Diagnostic analysis of cancer based on machine learning

Xishi Wang

doi:10.54254/2753-8818/44/20240415

1. Introduction

Cancer is a leading cause of death worldwide, causing nearly 10 million (or nearly one in six) deaths in 2020 [1]. Early detection of cancer and timely and correct diagnosis and treatment can gain valuable treatment time for cancer patients, increase the cure rate of patients, and reduce the death rate of cancer.

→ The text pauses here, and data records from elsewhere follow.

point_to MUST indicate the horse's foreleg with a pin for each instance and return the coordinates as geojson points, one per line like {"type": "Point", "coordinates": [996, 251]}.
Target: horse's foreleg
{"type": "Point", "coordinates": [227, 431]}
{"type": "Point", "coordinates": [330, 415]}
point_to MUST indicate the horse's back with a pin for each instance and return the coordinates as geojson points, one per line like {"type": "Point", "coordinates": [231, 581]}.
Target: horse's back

Currently, diagnostic methods for cancer prediction include manual diagnosis, statistical diagnosis and machine learning diagnosis. Manual diagnosis has the disadvantages of low accuracy, long time, and more reliance on the experience of the diagnosing doctor, while statistical methods also have the problems of incomplete datasets and insufficient number of comparative databases. Machine learning maximizes diagnostic efficiency and accuracy compared to the first two methods. There are a lot of studies showed that machine learning methods can dramatically improve accuracy at about 15-25% when compared to traditional cancer diagnostic methods, and at a more fundamental level, machine learning can also help with our understanding of how cancer develop and progress [2]. More often than not, we see cancer diagnosis by combining statistical methods with machine learning methods, and in Xiangchun Xiong et al.’s report, data mining and statistical techniques were used to analyze breast cancer to achieve improved diagnostic accuracy, which can be achieved in a short period of time [3]. Of course, statistical methods are better at analyzing the overall situation, and James Ted McDonald et al. used the linked Census-Cancer Registry administrative database to statistically analyze cancer diagnoses to get the overall results confirming the existence of the healthy immigrant effect of cancer [4]. Mimic the human learning process through data- and algorithm-based judgments, machine learning is more superior than other methods, it can improve the cognitive ability of things through the corresponding methods, so that it can get more accurate results in a certain number of training, so that it can complete the diagnosis of cancerous parts of cancer patients in the shortest possible time, saving a lot of human and material resources. In the shortest time, it can provide doctors with the most accurate results, so that patients can get accurate treatment as soon as possible, and reduce the adverse consequences of cancer to cancer patients.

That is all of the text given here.